There is no doubt that the little “new” money that the provincial premiers obtained from the federal government in transfers for the next ten years will have harmful consequences on the Quebec public health network.

François Legault wanted $6 billion in “new” money a year. He will only receive one. On an annual budget of 53 billion, it’s a drop in the ocean.

It is true that the serious dysfunctions of the public network are not only a question of money. For 25 years, the multiple failed reforms under various governments have also had a lot to do with it.

In an aging society, the fact remains that health services are also a question of money. This is why a very concrete danger, regarding which we speak very little, awaits us.

That of seeing the use of “private-private” care and services expand even further. This is not regarding private individuals covered by the RAMQ, but pure and hard private individuals. The one where you are asked for your credit card or your private insurance and not just your health insurance card.

In Quebec, this private-private sector has already been spreading its tentacles for years. Its recipe is simple. The less efficient the public network is, the more the private-private sector benefits, in every sense of the word, to expand its market.

The list goes on and on

It is an open secret. In addition to repeatedly starving the front line of family medicine, our governments have turned a blind eye to the rise of private-private.

Result: in Quebec, the list of care and services that can be purchased directly at high cost is growing visibly.

In private-private, including in a growing number of clinics of the same water, everything is quickly found to who can pay. Family doctors see you quickly for a few hundred dollars an appointment.

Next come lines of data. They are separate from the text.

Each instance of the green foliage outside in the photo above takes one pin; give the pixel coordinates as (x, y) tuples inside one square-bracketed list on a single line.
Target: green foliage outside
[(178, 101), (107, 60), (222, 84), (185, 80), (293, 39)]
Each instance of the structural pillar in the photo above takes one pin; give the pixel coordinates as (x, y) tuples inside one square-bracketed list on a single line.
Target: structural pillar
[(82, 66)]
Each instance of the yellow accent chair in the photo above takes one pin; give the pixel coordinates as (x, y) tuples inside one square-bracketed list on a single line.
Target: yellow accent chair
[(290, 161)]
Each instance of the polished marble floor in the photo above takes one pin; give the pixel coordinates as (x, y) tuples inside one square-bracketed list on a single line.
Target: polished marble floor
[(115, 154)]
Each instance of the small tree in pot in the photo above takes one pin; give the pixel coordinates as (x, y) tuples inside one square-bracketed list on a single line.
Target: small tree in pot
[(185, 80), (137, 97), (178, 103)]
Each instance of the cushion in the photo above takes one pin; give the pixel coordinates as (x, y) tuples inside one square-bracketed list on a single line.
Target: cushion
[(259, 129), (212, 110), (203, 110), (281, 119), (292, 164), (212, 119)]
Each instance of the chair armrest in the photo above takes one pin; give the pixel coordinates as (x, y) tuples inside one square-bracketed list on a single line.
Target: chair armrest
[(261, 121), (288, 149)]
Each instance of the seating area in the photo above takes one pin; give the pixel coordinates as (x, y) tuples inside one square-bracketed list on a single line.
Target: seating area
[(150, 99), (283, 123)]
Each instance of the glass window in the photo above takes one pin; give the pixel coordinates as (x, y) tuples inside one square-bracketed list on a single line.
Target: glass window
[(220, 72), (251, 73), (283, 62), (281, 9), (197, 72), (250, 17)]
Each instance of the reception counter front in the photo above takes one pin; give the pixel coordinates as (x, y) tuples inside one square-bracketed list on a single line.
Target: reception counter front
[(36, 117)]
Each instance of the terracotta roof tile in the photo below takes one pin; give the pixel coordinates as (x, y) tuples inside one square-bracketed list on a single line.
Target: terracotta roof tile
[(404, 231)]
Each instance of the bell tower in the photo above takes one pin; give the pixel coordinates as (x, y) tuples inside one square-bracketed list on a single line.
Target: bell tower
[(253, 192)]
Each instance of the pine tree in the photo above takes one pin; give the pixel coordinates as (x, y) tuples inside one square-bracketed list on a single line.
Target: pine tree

Ditto for specialists who, if they follow you, will cost you thousands of dollars in the end, whereas for the public, the wait can last months or more than a year.

For several hundred dollars per blood test, private labs will deliver your results right away while to the public, hyper-centralized labs are increasingly lagging behind.

A Quiet Revolution Betrayed

Ditto for scans and other diagnostic tests. For several tens of thousands of dollars, you will even have surgery. To the public, the wait will be long and unpredictable.

For a lot of money, private companies will sell you a la carte home care. To the public, good luck. For a few hundred dollars, a private social worker will complete your form on the spot. etc., etc., etc.

In short, far from relieving the public since it vampirizes its staff, the private-private also creates a social divide between those who can afford it and the majority who, unable to do so, hang around on the public waiting lists.

However, this phenomenon clearly betrays the letter and the spirit of the Quiet Revolution, one of the vital objectives of which was to offer all Quebecers, regardless of individual income, quality care and social services, accessible and paid for. by public funds.

With the rise of private-private, this social and political contract is breaking down. Worse still, in generalized naivety.

The reality is, however, that if the current government does nothing to curb it, the expansion of private-private health care and the serious social inequities it creates will continue inexorably.